Saturday, March 29, 2014

Closed Marco Island airport set to reopen April 14 with rebuilt runway

MARCO ISLAND — The Marco Island Executive Airport is on schedule to reopen April 14 with a rebuilt runway as part of a $6.2 million overhaul.

Ninety percent of the cost of the 90-day project that began in mid-January is covered by a Federal Aviation Administration grant, with the remaining 10 percent coming from the Florida Department of Transportation.

“As of now, we’re on schedule,” said Immokalee Regional Airport Manager Thomas Vergo, filling in at the Marco Island airport while its manager, Bob Tweedie, is on vacation. “Right now we’re in the process of repaving the new runway, doing the final grading on the ramp area before it’s repaved and sodding the sides of the runway.”
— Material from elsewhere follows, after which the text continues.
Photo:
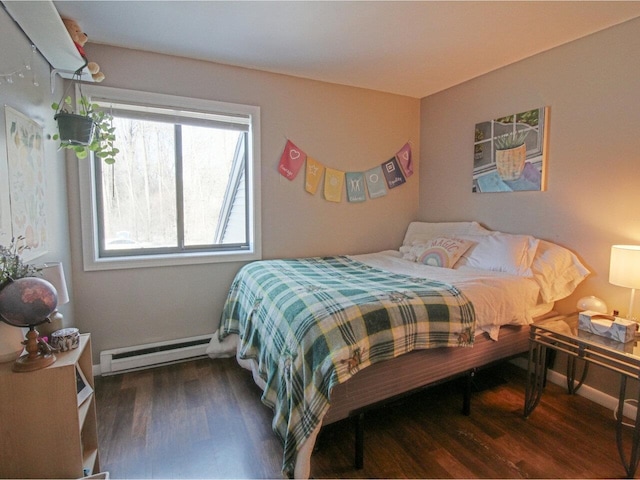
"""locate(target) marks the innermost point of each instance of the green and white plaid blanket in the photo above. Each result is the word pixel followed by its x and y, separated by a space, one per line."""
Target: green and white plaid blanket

The airport’s ramp will receive a fresh prime coat and new asphalt, while the 5,000-foot by 100-foot runway on Mainsail Drive is undergoing a complete rehabilitation, Vergo said.

The completed project will have 12 inches of subgrade material, a 6-inch limerock base and layers of asphalt on top, Vergo said.

Upon reopening, the Marco airport will institute a series of nighttime closures after 30 days have elapsed to groove the runway to help with drainage, Vergo said.

The Marco airport hosts an estimated 20,000 takeoffs and landings annually, with 70 percent of its traffic coming between Christmas and Easter. In season, that’s about 3,000 takeoffs and landings per month.

Air traffic has been diverted to Immokalee Regional Airport, Everglades Airpark and Naples Municipal Airport during the shutdown.

In addition to the runway project, the Marco Island airport is undertaking other upgrades, Vergo said.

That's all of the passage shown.